RH: Yes, I do. Unfortunately, mental illness is much more stigmatized in Egypt than it is in the United States. Egyptian society in general still views it as a source of shame, something that one has to hide from friends and neighbors lest they think less of us for it. That, of course, creates several problems, the most prominent of them being that treatment of the mentally ill is often delayed or neglected. Another problem is that lack of an open, educated discussion of mental illness leads to ignorance: People are more likely to miss signs of mental illness because the topic is not discussed often enough. Added to that is the complexity that religion brings into the subject. In a highly religious society such as the Egyptian one, suicide, for example, is seen first and foremost as a sin, not as the tragic result of, say, severe depression. Even depression can be denounced because of religion, since people’s first reaction is usually to assume that the depressed is simply ungrateful to God for all His blessings.
Thankfully, that attitude is starting to change. Seeking the help of a psychiatrist, for instance, would have been unheard of a few decades ago (the assumption being that psychiatrists are only for “crazy people,”), but is now becoming more and more common. So the hope is that Egyptian social attitudes toward mental illness will eventually evolve enough to allow for a more rapid identification of illness and, by extension, for an easier path toward offering help to those who need it.
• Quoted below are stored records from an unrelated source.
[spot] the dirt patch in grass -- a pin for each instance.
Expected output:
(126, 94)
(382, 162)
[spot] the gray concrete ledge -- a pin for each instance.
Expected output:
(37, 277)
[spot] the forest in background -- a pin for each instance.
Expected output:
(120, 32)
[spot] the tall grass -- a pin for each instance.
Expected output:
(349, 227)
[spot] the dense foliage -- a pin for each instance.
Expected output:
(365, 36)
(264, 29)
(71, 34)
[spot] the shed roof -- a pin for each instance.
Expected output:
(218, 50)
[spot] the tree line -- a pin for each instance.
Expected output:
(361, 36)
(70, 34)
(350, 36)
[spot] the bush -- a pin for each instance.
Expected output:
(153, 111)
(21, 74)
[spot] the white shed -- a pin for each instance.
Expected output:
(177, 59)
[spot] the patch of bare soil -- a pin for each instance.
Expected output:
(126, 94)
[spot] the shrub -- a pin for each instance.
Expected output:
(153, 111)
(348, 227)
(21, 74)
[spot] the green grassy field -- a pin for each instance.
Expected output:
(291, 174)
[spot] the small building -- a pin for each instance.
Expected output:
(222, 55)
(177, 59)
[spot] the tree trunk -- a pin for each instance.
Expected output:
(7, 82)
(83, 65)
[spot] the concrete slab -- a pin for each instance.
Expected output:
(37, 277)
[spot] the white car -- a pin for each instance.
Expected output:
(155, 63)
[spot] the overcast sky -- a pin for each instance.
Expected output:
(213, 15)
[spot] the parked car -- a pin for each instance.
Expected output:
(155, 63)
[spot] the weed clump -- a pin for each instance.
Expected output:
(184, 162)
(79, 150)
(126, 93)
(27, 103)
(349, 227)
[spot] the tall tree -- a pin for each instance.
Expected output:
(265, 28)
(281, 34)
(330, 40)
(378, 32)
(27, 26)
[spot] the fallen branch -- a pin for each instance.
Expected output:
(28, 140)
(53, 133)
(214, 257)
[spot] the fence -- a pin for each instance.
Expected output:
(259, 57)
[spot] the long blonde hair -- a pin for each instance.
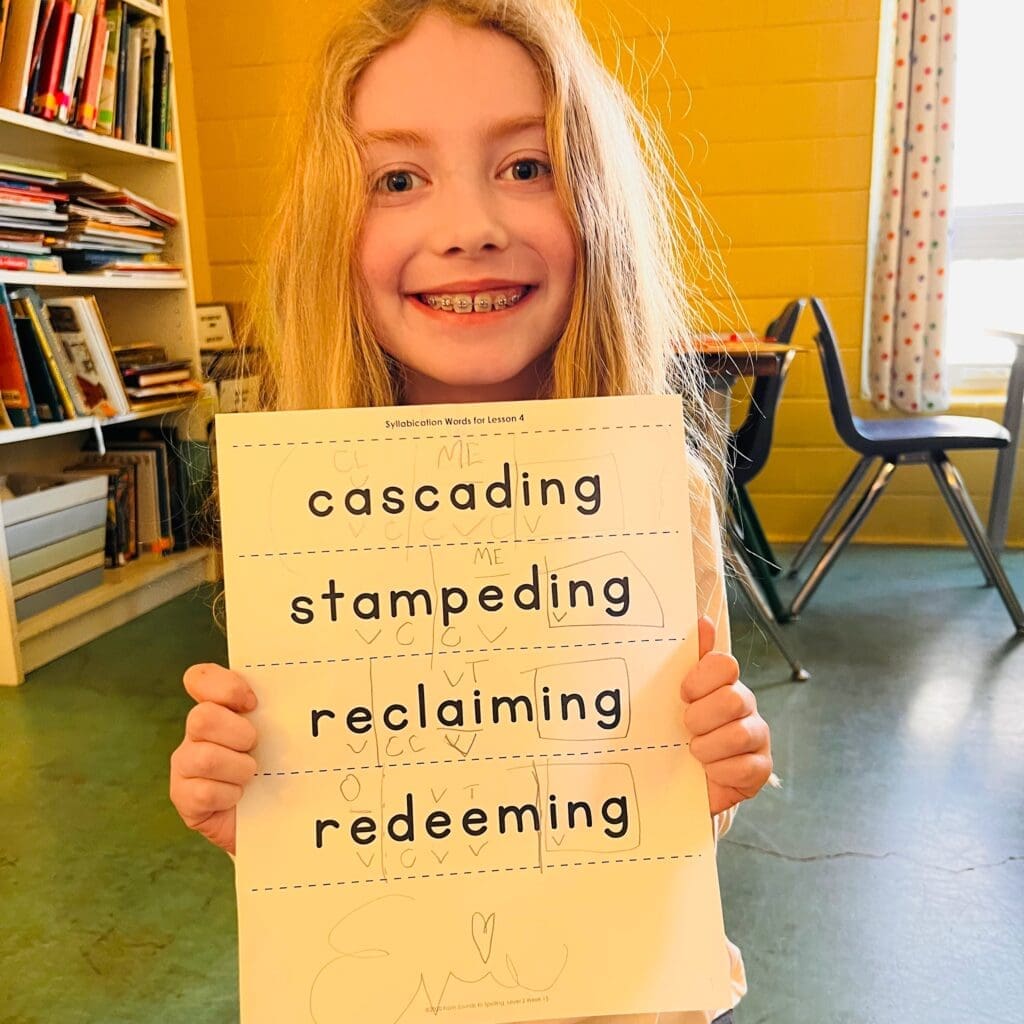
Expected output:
(615, 178)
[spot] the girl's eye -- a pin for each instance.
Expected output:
(526, 162)
(401, 179)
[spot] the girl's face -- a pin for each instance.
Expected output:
(463, 203)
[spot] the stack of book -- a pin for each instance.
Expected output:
(52, 220)
(56, 363)
(31, 215)
(150, 376)
(113, 231)
(99, 65)
(152, 491)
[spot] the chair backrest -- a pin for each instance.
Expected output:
(832, 367)
(752, 441)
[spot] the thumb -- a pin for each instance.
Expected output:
(706, 636)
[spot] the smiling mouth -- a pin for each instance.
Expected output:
(472, 315)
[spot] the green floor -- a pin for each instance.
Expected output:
(884, 883)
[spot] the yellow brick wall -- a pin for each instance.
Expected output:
(769, 105)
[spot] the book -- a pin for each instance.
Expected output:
(61, 368)
(47, 14)
(146, 86)
(160, 58)
(76, 321)
(119, 114)
(88, 108)
(158, 451)
(132, 81)
(165, 392)
(13, 376)
(128, 501)
(19, 32)
(41, 264)
(109, 76)
(86, 9)
(188, 473)
(66, 80)
(119, 509)
(43, 389)
(4, 16)
(45, 97)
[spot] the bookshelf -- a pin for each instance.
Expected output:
(161, 311)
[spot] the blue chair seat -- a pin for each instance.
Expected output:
(934, 433)
(891, 442)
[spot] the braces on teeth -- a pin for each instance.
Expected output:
(467, 303)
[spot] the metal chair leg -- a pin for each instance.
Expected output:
(852, 524)
(964, 527)
(951, 484)
(763, 613)
(830, 514)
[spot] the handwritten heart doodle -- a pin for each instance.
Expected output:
(483, 935)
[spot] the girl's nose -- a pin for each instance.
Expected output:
(468, 220)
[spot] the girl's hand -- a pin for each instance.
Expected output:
(212, 764)
(730, 738)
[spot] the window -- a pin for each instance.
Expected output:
(986, 271)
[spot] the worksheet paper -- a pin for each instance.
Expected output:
(467, 627)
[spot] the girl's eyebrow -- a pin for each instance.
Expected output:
(499, 129)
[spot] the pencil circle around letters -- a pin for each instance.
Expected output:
(460, 651)
(459, 544)
(463, 761)
(480, 870)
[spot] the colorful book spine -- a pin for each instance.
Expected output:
(46, 98)
(88, 109)
(119, 114)
(66, 80)
(13, 376)
(27, 304)
(109, 78)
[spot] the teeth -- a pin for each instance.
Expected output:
(481, 302)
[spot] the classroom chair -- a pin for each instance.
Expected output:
(893, 442)
(749, 451)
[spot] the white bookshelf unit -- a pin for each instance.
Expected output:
(134, 309)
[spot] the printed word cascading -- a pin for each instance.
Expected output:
(466, 496)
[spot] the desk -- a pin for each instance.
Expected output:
(726, 357)
(998, 513)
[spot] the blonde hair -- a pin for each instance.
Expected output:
(631, 324)
(614, 175)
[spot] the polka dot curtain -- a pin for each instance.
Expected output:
(907, 367)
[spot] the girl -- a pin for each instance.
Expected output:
(477, 212)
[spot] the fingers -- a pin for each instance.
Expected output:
(714, 670)
(706, 636)
(745, 772)
(744, 736)
(213, 723)
(719, 708)
(198, 799)
(209, 762)
(219, 685)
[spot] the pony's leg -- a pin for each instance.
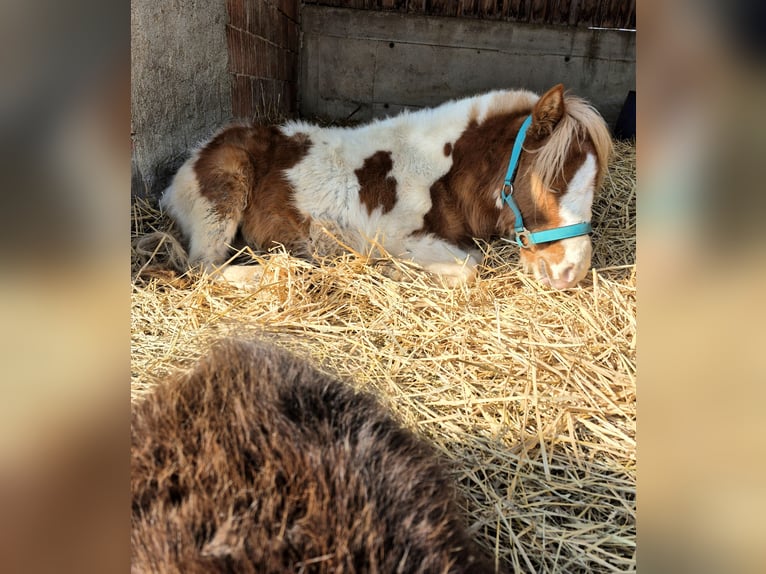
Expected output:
(208, 211)
(454, 265)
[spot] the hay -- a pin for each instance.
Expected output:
(529, 392)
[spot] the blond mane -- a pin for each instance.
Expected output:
(580, 120)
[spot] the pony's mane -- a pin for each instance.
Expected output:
(580, 120)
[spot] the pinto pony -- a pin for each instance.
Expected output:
(423, 185)
(257, 463)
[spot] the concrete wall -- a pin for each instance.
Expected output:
(180, 85)
(365, 64)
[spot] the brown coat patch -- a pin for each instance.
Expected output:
(376, 187)
(256, 462)
(464, 201)
(241, 171)
(463, 204)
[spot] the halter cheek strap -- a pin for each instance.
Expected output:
(522, 236)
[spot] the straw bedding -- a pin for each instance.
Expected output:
(528, 393)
PRH: Why did you choose Khaled’s love of insects to demonstrate his struggle with identity as a first-generation Egyptian-American?
RH: Believe it or not, that particular choice was the result of my admiration for Vladimir Nabokov. I’ve always been fascinated by Nabokov — such a brilliant writer who was not a native English speaker! His mere existence gave me hope. I had read that he often included butterflies in his fiction as a symbol of metamorphosis, so I decided to include butterflies in my novel as a tribute to him. I thought that giving Khaled an interest in entomology would be excellent — it sets him out as someone who is passionate about the things he likes, and who is not particularly bothered by being a bit nerdy and not fitting in — a trait that would eventually help him adjust to the community’s rejection of him. Once I started researching butterflies, I came upon the Monarchs and their amazing migration habits, which fit my novel’s theme perfectly. So my tribute to Nabokov ended up providing me with a wonderful system of symbols that I then happily explored further.
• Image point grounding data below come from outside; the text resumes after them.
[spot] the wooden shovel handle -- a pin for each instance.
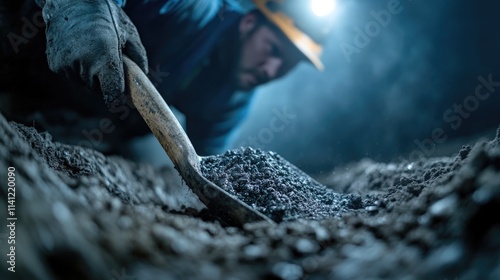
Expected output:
(159, 117)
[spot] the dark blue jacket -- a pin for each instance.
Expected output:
(180, 36)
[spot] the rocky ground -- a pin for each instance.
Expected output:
(82, 215)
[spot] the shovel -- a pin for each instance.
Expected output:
(175, 142)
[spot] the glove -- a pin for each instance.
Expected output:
(87, 38)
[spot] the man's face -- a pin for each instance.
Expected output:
(265, 54)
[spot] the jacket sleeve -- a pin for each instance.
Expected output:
(120, 3)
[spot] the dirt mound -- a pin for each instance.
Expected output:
(88, 216)
(274, 187)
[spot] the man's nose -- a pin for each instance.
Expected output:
(272, 67)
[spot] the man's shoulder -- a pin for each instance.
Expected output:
(200, 12)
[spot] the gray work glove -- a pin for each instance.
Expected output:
(87, 38)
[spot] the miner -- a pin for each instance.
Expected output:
(204, 57)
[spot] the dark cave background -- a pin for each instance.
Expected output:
(392, 92)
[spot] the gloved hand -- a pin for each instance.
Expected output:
(87, 38)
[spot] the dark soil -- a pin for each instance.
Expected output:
(82, 215)
(274, 187)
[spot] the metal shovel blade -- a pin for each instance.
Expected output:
(175, 142)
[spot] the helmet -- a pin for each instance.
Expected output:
(298, 21)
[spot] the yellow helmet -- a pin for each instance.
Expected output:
(306, 23)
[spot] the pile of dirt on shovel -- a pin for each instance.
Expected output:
(83, 215)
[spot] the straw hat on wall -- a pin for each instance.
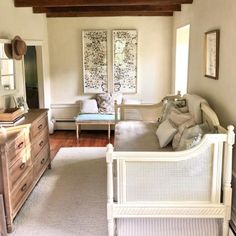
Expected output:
(16, 49)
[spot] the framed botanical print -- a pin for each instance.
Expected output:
(212, 47)
(125, 61)
(95, 72)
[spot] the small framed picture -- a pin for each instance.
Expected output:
(212, 48)
(21, 103)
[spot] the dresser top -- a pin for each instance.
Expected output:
(15, 131)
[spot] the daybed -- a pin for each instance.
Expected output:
(158, 191)
(97, 111)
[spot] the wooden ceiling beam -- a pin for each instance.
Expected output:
(141, 8)
(108, 14)
(68, 3)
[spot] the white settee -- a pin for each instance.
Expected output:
(156, 191)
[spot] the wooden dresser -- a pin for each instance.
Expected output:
(24, 157)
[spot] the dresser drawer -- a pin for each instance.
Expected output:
(39, 142)
(17, 145)
(19, 168)
(38, 126)
(42, 160)
(22, 190)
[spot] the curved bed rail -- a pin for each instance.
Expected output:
(215, 148)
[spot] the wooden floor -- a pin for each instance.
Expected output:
(92, 138)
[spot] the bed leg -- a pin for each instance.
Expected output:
(111, 227)
(225, 228)
(109, 132)
(77, 131)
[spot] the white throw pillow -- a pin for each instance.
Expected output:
(165, 133)
(117, 97)
(88, 106)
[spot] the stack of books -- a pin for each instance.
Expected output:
(11, 117)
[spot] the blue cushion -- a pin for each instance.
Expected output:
(91, 117)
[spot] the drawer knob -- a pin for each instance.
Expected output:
(23, 188)
(20, 145)
(22, 166)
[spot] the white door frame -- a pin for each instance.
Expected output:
(40, 70)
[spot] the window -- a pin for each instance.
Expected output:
(182, 56)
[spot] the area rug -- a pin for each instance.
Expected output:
(70, 199)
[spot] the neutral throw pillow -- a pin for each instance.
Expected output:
(179, 118)
(165, 133)
(189, 143)
(192, 136)
(88, 106)
(117, 97)
(181, 128)
(105, 103)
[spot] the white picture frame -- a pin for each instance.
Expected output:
(125, 46)
(95, 70)
(21, 103)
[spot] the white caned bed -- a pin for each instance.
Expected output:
(172, 193)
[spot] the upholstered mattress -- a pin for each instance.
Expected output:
(141, 136)
(137, 136)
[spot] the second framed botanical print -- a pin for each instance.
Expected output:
(125, 61)
(95, 61)
(212, 45)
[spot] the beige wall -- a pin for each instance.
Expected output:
(205, 15)
(154, 55)
(21, 21)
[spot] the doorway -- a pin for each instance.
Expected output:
(182, 59)
(31, 77)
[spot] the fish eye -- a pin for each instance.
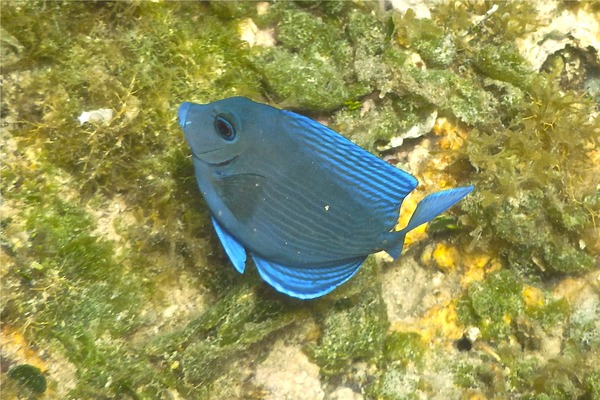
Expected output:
(224, 128)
PRH: Do you believe Khaled and Fatima’s struggles as Egyptian-Americans are easier because they are part of a younger generation, or more difficult because they are growing up in a post-9/11 world?
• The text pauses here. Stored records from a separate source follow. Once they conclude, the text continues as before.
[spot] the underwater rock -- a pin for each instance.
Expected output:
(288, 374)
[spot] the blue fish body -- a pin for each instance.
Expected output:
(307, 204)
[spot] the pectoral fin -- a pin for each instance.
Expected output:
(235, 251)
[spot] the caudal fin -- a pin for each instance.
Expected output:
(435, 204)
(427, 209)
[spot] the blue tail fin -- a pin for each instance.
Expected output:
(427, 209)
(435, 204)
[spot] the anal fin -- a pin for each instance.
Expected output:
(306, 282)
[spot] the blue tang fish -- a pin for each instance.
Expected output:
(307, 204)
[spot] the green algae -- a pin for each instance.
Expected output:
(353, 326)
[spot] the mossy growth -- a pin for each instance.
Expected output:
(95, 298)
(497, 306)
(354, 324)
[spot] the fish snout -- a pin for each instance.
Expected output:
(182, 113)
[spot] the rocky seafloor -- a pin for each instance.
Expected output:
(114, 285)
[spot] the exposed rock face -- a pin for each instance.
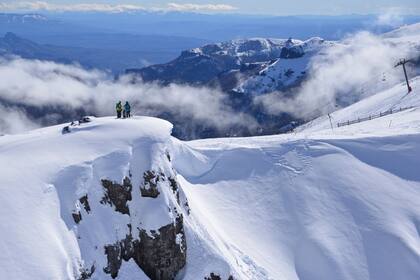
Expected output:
(86, 273)
(158, 247)
(292, 52)
(216, 277)
(85, 202)
(149, 187)
(160, 256)
(118, 195)
(77, 216)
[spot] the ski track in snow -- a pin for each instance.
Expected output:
(338, 204)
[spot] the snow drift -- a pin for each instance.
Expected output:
(123, 198)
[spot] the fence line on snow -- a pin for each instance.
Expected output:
(375, 116)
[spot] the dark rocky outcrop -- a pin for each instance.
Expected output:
(86, 273)
(149, 187)
(216, 277)
(160, 256)
(114, 258)
(118, 194)
(85, 202)
(77, 216)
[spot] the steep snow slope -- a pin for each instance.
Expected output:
(286, 71)
(317, 204)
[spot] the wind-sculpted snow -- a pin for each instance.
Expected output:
(320, 203)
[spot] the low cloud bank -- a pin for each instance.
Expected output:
(360, 65)
(40, 86)
(110, 8)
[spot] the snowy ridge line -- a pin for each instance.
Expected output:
(375, 116)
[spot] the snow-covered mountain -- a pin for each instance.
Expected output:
(228, 63)
(107, 198)
(286, 71)
(22, 18)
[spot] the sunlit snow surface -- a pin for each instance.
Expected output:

RH: For other Americans with a hyphenated identity, being younger should make the adjustment easier. For Egyptian-Americans like Khaled and Fatima or for Arab-Americans in general, though, I think the flexibility of youth is hardly enough to counter the challenges that come with growing up in a post-9/11 world. For one thing, anti-Muslim sentiments are obviously much more prevalent today than they were before 9/11. For younger, American-born Muslims such as Khaled and Fatima, the sting of the community’s exclusion of them has to hurt all the more because they inevitably identify as Americans before they identify as Egyptians or Arabs or whatever other ethnicity they belong to. The typical utterance of hate speech — Go Home! — hurts young people more because they have known no other home. America, whether others believe it or not, is their one and only home. Before 9/11, young Muslims didn’t have to deal with such rejection as much as they do now. While the current climate of Islamophobia is certainly hard on all American Muslims, it has to be even harder on those who truly identify as Americans first and foremost, including the young as well as those Muslims who are second-, third-, or fourth-generation Americans. It’s like being constantly rejected by your own kin. It’s not an easy burden for anyone to bear, let alone for a teenager. So I believe that Khaled and Fatima’s struggles are certainly magnified by the fact that they are growing up in a post-9/11 world.